Kafui Affram doesn’t feel at home in either environment, not in the suburb where the 22-year-old still lives in his childhood room in his parents’ little house [or in Paris, his suburb’s parent city].
Still living with his parents. Just like America’s youth, especially in the Age of Obamacare.
Some 23 percent of the country’s 18- to 24-year-olds live in poverty, according to a study by the National Institute for Youth and Community Education (INJEP).
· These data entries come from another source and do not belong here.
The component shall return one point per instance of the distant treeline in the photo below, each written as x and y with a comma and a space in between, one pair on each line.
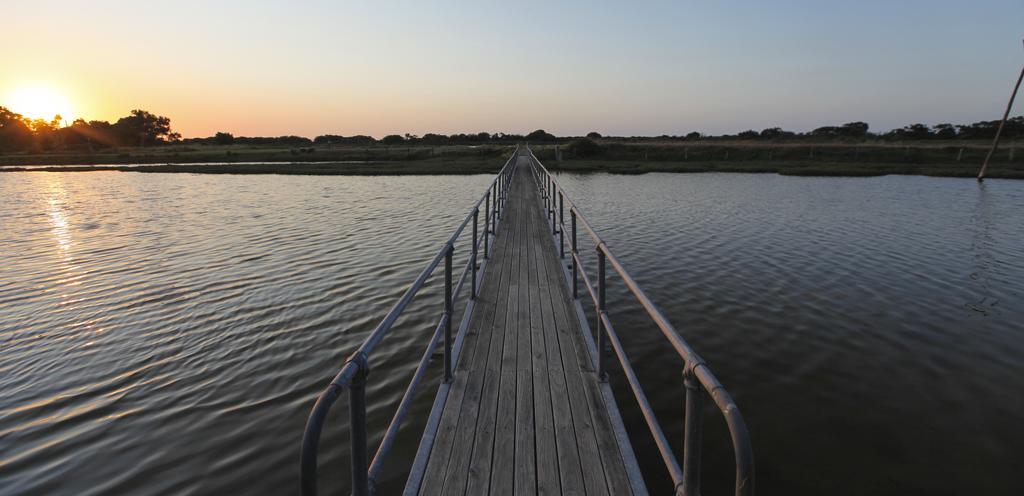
429, 139
142, 128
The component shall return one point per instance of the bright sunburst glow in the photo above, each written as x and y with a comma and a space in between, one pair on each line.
40, 101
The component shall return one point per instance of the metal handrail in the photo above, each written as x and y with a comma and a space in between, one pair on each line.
697, 377
356, 368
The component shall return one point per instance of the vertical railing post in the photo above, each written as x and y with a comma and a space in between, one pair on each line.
601, 310
693, 431
486, 226
448, 314
476, 215
551, 203
561, 225
357, 428
554, 224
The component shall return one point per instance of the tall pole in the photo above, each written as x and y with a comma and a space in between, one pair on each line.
998, 132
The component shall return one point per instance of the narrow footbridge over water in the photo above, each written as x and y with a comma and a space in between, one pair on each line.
524, 405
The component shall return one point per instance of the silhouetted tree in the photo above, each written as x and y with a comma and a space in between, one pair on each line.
223, 138
143, 128
540, 135
945, 131
584, 147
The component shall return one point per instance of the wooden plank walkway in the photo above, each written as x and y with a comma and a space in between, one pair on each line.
525, 413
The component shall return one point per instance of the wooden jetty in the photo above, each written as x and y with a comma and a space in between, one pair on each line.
524, 405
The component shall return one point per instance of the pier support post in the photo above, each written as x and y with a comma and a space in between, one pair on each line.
602, 339
476, 215
576, 270
693, 430
448, 314
561, 225
357, 428
486, 226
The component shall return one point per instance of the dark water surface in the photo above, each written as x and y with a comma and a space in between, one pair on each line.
165, 333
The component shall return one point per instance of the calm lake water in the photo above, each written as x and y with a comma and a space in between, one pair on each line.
167, 333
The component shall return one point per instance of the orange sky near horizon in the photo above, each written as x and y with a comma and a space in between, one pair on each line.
263, 68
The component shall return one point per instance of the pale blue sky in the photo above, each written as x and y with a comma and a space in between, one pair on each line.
636, 68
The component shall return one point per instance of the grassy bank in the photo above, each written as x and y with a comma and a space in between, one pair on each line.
180, 154
948, 159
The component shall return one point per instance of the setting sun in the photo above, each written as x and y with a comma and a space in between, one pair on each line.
40, 101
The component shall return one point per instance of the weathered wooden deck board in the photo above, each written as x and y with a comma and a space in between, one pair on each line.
525, 413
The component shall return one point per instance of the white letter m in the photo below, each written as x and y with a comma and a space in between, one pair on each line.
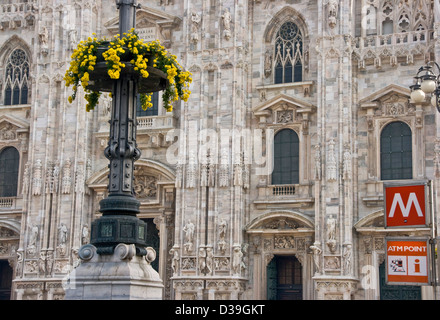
405, 210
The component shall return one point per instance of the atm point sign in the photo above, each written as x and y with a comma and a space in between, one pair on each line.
407, 261
405, 206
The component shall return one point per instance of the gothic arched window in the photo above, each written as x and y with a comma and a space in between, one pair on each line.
16, 81
396, 151
286, 158
288, 54
9, 161
153, 111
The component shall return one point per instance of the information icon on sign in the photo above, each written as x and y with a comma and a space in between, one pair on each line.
397, 265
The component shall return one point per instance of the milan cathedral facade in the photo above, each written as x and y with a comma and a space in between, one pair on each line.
266, 184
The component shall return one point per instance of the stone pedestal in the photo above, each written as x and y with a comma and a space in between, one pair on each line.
335, 287
120, 276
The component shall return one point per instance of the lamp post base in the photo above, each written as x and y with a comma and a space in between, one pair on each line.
110, 230
120, 276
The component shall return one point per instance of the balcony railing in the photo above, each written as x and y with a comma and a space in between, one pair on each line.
10, 203
283, 189
394, 39
156, 122
18, 7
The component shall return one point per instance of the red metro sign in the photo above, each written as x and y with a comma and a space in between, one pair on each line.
405, 206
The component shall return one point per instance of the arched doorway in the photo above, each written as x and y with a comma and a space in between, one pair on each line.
397, 292
284, 278
5, 280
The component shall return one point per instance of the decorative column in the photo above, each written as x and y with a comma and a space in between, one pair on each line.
117, 262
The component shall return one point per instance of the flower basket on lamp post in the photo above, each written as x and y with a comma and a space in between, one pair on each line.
125, 66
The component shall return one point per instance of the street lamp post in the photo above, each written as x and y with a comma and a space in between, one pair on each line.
117, 262
427, 83
119, 223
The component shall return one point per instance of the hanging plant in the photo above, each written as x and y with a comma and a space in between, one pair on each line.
128, 52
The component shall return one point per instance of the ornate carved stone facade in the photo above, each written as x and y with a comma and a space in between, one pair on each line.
332, 73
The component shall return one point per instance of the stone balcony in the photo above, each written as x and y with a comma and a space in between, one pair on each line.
11, 204
155, 123
284, 196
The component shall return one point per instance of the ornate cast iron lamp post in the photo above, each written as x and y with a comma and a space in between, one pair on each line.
428, 83
119, 223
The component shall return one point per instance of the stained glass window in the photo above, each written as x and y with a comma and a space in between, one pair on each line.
396, 151
16, 78
9, 160
288, 53
286, 158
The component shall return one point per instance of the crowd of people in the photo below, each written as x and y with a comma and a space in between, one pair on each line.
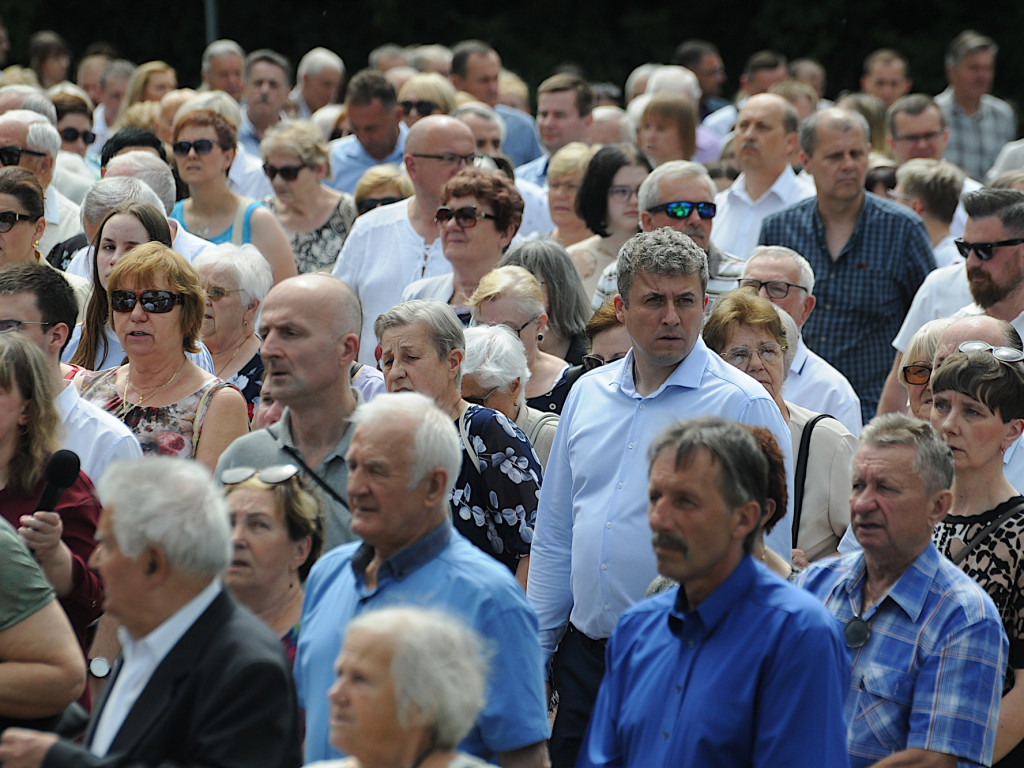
416, 426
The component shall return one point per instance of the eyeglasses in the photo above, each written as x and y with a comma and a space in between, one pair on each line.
288, 172
466, 217
450, 158
270, 475
918, 374
423, 107
623, 194
683, 209
740, 356
482, 398
73, 134
985, 251
216, 293
368, 204
776, 289
12, 155
201, 145
9, 218
8, 324
157, 302
1003, 354
590, 361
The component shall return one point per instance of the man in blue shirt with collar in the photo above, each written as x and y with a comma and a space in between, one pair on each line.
591, 557
402, 461
378, 133
734, 667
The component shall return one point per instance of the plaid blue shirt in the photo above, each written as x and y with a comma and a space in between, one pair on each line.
864, 294
930, 677
975, 140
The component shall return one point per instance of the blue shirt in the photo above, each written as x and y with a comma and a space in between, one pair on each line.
863, 294
592, 557
930, 676
444, 571
349, 161
755, 676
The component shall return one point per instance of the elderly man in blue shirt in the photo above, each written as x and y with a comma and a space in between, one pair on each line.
591, 557
734, 667
927, 644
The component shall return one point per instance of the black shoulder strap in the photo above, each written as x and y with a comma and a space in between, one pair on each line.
800, 476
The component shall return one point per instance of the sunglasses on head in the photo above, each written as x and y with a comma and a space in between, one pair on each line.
682, 209
156, 302
985, 251
9, 218
466, 217
288, 172
201, 145
12, 155
73, 134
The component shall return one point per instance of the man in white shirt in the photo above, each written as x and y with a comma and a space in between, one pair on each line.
765, 139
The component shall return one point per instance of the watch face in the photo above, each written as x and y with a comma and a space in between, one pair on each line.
99, 667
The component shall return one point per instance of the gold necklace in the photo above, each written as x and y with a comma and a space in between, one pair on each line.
127, 407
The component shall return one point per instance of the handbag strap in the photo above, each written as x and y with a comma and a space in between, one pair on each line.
801, 473
984, 535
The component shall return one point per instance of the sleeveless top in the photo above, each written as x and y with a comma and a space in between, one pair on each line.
164, 430
178, 214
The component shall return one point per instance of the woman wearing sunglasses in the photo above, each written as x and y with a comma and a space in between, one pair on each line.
979, 409
204, 150
236, 280
173, 407
315, 218
276, 534
607, 202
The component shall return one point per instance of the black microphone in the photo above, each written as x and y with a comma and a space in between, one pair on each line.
61, 471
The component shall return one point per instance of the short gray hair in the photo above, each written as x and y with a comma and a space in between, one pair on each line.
496, 356
934, 462
838, 117
806, 270
660, 252
245, 264
436, 440
649, 195
148, 169
438, 668
171, 504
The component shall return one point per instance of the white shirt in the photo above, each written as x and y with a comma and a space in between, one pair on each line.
817, 386
736, 226
382, 255
139, 659
93, 434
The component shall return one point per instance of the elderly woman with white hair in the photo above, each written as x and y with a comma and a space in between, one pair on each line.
411, 684
236, 280
495, 375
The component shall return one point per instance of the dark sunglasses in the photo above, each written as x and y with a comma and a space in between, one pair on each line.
288, 172
985, 251
368, 204
157, 302
201, 145
270, 475
12, 155
466, 217
73, 134
9, 218
683, 209
918, 374
423, 107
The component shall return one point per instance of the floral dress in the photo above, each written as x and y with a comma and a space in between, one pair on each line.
164, 430
494, 503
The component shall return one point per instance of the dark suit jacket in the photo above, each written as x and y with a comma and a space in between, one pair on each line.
223, 696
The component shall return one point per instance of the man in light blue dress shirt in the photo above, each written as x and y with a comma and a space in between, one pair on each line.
591, 557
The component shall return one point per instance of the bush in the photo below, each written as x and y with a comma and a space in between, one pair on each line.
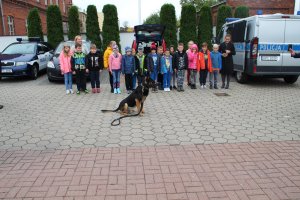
168, 18
241, 12
92, 26
54, 26
188, 24
223, 13
34, 24
74, 23
111, 29
205, 26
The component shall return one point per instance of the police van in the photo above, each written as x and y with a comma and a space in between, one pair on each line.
262, 44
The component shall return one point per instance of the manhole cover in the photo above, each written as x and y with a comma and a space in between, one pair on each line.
222, 94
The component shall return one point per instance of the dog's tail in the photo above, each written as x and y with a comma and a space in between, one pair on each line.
119, 119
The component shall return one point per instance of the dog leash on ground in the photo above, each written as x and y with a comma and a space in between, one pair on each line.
119, 119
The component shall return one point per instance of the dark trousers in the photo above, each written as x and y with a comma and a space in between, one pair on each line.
95, 79
128, 82
225, 77
81, 80
203, 76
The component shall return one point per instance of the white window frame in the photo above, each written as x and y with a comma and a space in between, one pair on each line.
11, 25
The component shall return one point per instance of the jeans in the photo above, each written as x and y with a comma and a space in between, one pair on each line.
167, 79
203, 76
116, 78
128, 82
213, 76
95, 79
68, 80
80, 80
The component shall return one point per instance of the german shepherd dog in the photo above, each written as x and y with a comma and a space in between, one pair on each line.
135, 99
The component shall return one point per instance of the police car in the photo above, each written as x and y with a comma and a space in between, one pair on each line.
25, 58
262, 44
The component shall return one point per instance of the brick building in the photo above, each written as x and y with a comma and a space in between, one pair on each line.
267, 7
13, 14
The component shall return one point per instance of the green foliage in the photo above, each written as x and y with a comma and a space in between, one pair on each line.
241, 12
199, 3
111, 29
223, 13
154, 18
74, 23
188, 29
205, 26
168, 18
92, 26
34, 24
54, 25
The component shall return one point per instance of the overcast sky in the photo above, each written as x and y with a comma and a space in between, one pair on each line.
128, 9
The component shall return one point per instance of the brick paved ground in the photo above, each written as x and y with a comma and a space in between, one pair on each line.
255, 171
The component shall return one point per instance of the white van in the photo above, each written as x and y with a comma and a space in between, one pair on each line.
262, 43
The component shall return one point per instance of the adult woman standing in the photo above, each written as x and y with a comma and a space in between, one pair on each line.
227, 50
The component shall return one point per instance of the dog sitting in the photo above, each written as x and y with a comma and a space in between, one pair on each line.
135, 99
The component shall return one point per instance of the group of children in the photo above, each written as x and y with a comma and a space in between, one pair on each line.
164, 67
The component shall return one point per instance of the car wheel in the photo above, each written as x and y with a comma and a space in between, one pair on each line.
34, 72
241, 77
291, 79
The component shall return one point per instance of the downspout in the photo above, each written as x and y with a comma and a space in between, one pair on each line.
3, 25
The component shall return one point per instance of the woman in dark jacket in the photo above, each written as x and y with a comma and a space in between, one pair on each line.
227, 50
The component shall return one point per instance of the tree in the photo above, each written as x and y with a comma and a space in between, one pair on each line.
199, 3
54, 26
223, 13
74, 22
92, 26
154, 18
205, 26
168, 18
34, 24
110, 25
241, 12
188, 24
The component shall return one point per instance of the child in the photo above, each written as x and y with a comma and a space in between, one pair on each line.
174, 75
193, 56
180, 65
216, 59
79, 68
115, 61
65, 67
153, 65
128, 68
166, 70
204, 64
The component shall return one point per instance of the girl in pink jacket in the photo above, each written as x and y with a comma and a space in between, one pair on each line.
65, 67
115, 62
192, 57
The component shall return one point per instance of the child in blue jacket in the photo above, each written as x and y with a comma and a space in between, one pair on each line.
128, 69
216, 59
167, 69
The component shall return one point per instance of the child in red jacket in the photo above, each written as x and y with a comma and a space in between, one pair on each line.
204, 64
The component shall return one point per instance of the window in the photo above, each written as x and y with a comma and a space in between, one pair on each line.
11, 25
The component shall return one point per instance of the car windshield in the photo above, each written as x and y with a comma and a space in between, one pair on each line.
86, 47
28, 48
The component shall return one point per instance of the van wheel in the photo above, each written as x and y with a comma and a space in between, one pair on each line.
291, 79
241, 77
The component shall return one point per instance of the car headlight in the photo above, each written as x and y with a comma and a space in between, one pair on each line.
21, 63
50, 65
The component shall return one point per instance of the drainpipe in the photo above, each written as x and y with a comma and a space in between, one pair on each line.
3, 25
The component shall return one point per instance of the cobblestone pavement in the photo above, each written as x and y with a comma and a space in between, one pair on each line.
247, 171
38, 115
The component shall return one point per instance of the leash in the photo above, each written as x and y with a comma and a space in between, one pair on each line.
118, 120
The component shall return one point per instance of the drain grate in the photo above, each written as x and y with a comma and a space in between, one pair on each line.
222, 94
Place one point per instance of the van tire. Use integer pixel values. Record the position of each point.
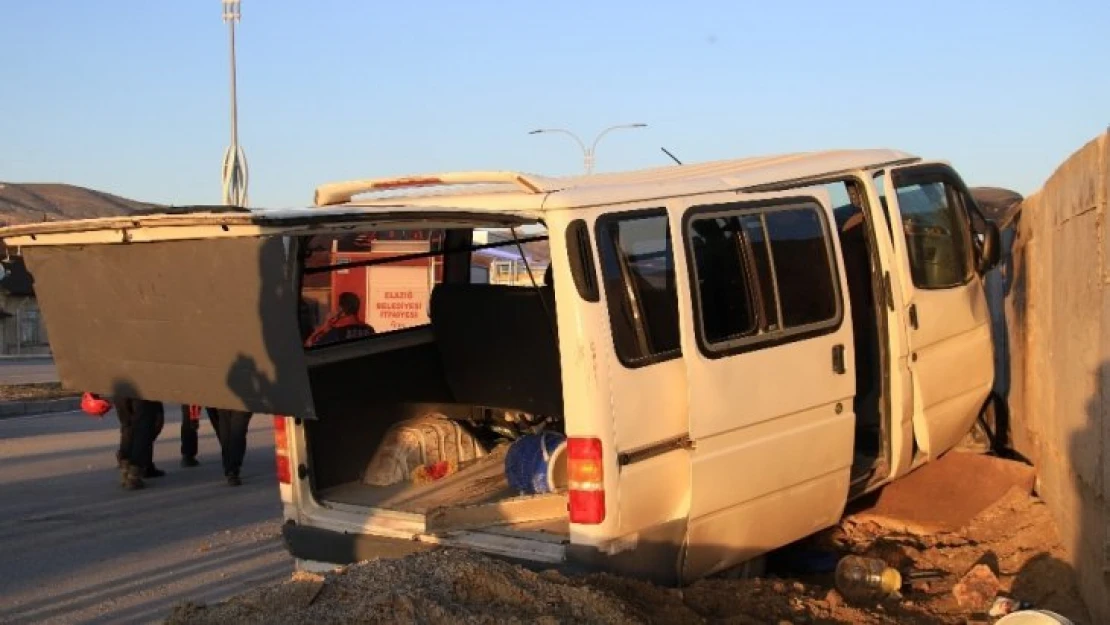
(985, 436)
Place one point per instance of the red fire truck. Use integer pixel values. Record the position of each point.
(395, 294)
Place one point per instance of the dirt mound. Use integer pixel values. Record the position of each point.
(1015, 537)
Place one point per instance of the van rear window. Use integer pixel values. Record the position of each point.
(638, 269)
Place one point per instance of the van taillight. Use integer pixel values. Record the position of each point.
(585, 481)
(281, 451)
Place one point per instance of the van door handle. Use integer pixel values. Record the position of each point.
(838, 365)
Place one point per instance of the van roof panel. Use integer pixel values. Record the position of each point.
(525, 191)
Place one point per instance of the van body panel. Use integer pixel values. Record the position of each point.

The poverty rate for America’s youth as recently as 2009 was 20%. It’s not going to improve any time soon; the unemployment rate for America’s youth was 17.1% in July 2012, at the height of the summer season for employing our youth, and the unemployment rate for their parents has been hovering around 10% for the last four years after factoring in the effect of our shrinking labor participation rate. Then,
Youth unemployment in France has been high for some time, but it has now climbed to 26%. For decades, regardless of their political affiliation, lawmakers have been promising to create a better situation for young people. But exactly the opposite has happened. Labor laws protect those who already enjoy steady jobs, while the economic crisis and recession have limited the number of new jobs created.
On Socialist President François Hollande and his program for creating of “future jobs,” Affram says,
We’re used to politicians constantly coming up with new ideas.
Yeah, we’ve heard that, too, and from the same sort of source. With the same degree of confidence that Affram has:
I know I should be optimistic and have goals, but it’s mostly all just bleak.